Abstract

Ultrastructural changes were investigated and quantified, using a stereological approach, in early gamma-glutamyltranspeptidase (GGT)-positive focal lesions, induced in the rat liver by treatment with a single initiating dose of diethylnitrosamine (DENA) followed by promotion with phenobarbitone (PB) for 30 weeks. Within the extra-hepatocyte environment of focal tissue, the mean volume occupied by Ito cells was markedly decreased, whilst that occupied by endothelial and Kupffer cells was increased, when compared to uninvolved tissue from the same rat livers. The bile canaliculi were dilated, but no significant differences in the mean volume occupied by the sinusoidal and Disse spaces were noted. In focal hepatocytes there was a striking overproduction of lipid droplets and proliferation of smooth endoplasmic reticulum (sER). Whorls of concentrically arranged, parallel ER membranes were found only in the hepatocytes of preneoplastic foci, in association with the proliferated sER, and never in the surrounding, uninvolved tissue. The increase in mean volume of the sER, lipid droplet and cytoplasmic matrix compartments, together with the appearance of whorls, were the major contributing factors to the marked hypertrophy seen in focal hepatocytes. The mean volume of the rough endoplasmic reticulum, mitochondrial, lysosomal, peroxisomal and nuclear compartments per hepatocyte also increased, but contributed to a lesser extent to the cellular hypertrophy.
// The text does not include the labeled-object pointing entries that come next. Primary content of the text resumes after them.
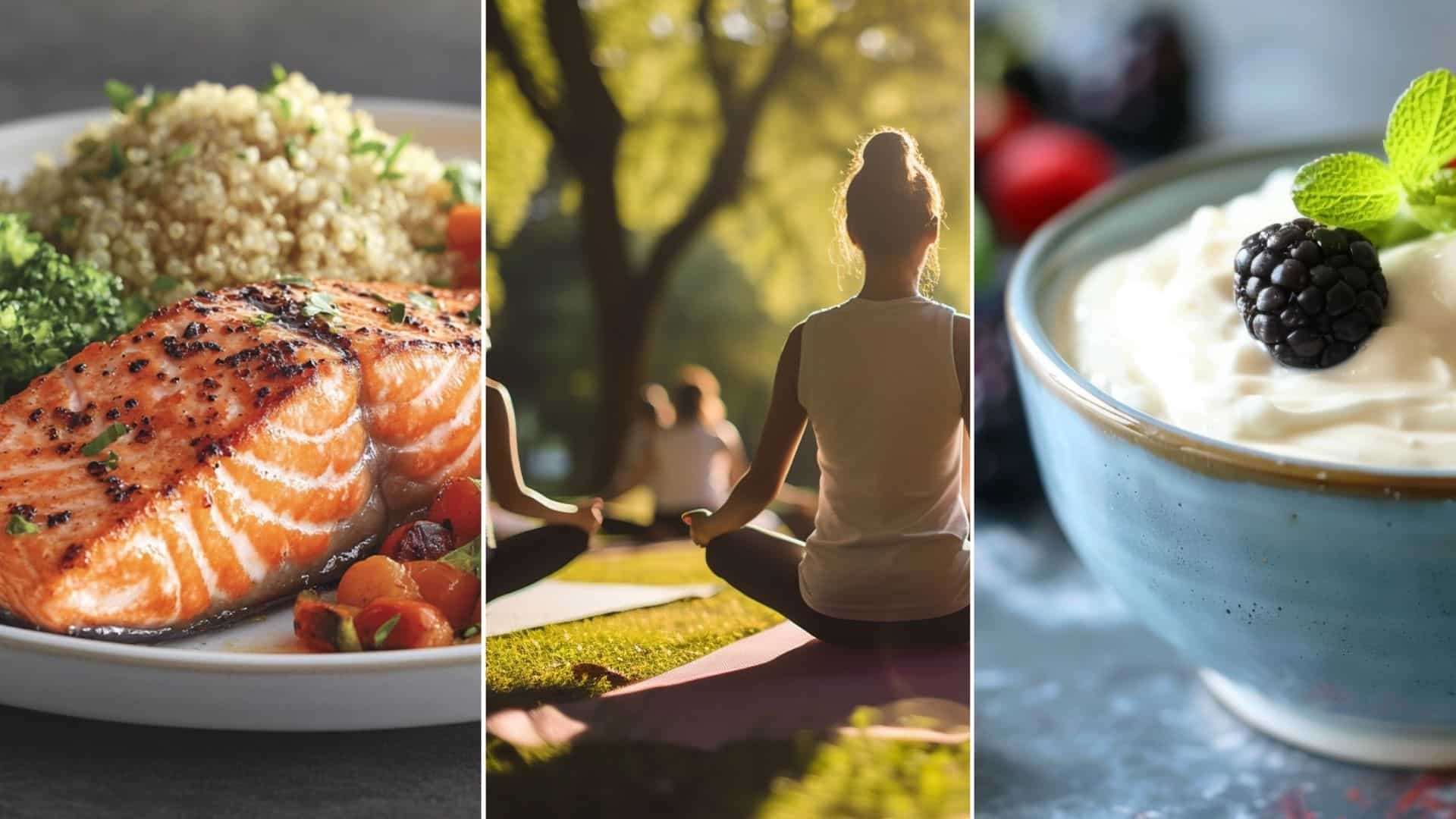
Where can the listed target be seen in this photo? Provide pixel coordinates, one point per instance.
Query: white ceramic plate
(245, 676)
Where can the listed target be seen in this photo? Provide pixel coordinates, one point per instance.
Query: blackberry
(1310, 293)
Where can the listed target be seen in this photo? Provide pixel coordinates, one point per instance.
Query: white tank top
(692, 469)
(880, 387)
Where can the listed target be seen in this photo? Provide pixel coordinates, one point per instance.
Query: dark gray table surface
(1081, 713)
(55, 55)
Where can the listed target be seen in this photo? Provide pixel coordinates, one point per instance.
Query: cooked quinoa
(221, 186)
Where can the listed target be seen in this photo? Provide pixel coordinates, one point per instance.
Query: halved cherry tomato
(376, 577)
(459, 506)
(322, 626)
(446, 588)
(463, 229)
(419, 539)
(419, 626)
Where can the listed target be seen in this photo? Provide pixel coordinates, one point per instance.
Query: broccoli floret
(52, 306)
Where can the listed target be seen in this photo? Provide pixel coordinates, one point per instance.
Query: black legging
(520, 560)
(766, 567)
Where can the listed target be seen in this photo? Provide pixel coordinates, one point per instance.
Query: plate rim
(242, 662)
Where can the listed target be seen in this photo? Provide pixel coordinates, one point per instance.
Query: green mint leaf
(20, 526)
(105, 439)
(1347, 190)
(1421, 131)
(1433, 205)
(382, 632)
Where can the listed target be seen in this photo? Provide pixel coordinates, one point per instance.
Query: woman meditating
(520, 560)
(884, 378)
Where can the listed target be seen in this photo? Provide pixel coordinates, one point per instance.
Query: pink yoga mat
(770, 686)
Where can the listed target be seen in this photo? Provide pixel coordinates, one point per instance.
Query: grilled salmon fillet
(265, 436)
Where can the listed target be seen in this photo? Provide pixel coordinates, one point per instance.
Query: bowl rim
(1040, 356)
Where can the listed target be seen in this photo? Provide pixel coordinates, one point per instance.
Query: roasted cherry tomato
(392, 623)
(459, 507)
(446, 588)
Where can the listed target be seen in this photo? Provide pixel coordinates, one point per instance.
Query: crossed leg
(764, 566)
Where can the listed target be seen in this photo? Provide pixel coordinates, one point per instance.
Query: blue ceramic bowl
(1318, 599)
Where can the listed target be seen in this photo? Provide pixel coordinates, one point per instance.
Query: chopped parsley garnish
(20, 526)
(155, 99)
(466, 558)
(321, 305)
(118, 164)
(383, 632)
(105, 439)
(465, 183)
(277, 74)
(184, 150)
(422, 300)
(121, 95)
(394, 156)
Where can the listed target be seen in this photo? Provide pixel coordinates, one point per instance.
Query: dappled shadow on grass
(641, 779)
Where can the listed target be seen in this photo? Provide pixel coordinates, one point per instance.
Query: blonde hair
(887, 202)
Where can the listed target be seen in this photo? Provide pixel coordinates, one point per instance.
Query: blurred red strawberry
(1038, 171)
(999, 114)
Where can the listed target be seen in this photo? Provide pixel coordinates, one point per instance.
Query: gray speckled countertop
(55, 57)
(1081, 713)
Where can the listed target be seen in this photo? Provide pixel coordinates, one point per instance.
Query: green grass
(762, 779)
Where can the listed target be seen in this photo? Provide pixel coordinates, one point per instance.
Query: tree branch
(726, 174)
(498, 39)
(587, 95)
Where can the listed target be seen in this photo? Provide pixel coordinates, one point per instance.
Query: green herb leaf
(118, 164)
(105, 439)
(1433, 205)
(394, 156)
(319, 305)
(397, 309)
(121, 95)
(184, 150)
(424, 302)
(383, 632)
(466, 558)
(1421, 133)
(155, 99)
(20, 526)
(465, 183)
(1347, 190)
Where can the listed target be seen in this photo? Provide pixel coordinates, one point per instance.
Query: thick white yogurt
(1158, 330)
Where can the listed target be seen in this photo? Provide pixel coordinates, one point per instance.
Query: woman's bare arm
(503, 468)
(780, 441)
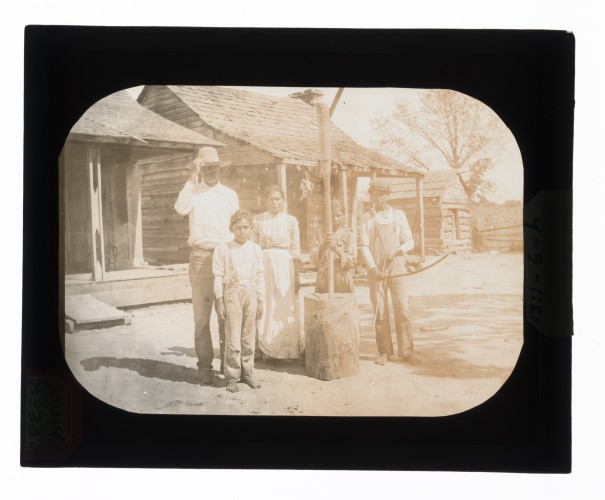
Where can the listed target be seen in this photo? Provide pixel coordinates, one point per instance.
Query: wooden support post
(96, 214)
(354, 211)
(282, 183)
(336, 99)
(420, 201)
(344, 194)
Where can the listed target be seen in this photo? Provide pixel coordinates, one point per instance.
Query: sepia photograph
(291, 251)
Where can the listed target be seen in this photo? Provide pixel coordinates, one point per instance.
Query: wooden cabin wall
(165, 232)
(456, 228)
(76, 209)
(115, 167)
(432, 221)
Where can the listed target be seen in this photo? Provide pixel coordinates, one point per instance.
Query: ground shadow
(149, 368)
(447, 326)
(181, 351)
(291, 366)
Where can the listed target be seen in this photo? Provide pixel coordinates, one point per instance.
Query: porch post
(96, 213)
(282, 183)
(420, 202)
(344, 194)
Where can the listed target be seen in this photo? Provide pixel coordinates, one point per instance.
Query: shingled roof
(433, 185)
(285, 127)
(119, 119)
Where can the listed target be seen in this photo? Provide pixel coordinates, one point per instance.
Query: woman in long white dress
(279, 332)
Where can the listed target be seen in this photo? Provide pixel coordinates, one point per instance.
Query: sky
(357, 107)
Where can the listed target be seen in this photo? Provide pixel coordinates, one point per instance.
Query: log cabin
(99, 167)
(447, 207)
(268, 140)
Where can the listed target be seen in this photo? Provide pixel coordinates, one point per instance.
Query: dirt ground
(468, 333)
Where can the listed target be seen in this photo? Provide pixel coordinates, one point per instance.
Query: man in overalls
(385, 238)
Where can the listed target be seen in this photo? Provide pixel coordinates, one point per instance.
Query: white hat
(208, 156)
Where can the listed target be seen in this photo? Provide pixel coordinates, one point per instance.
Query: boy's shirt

It is speculated that whorls may be structural adaptations, resulting from a possible alteration in the normal feedback control of cholesterol synthesis, for the production of sterols and the biogenesis of sER in eosinophilic-type focal cells. The significance of changes observed in focal tissue, and the high biological variation noted between foci, is discussed in relation to the hepatocarcinogenic process.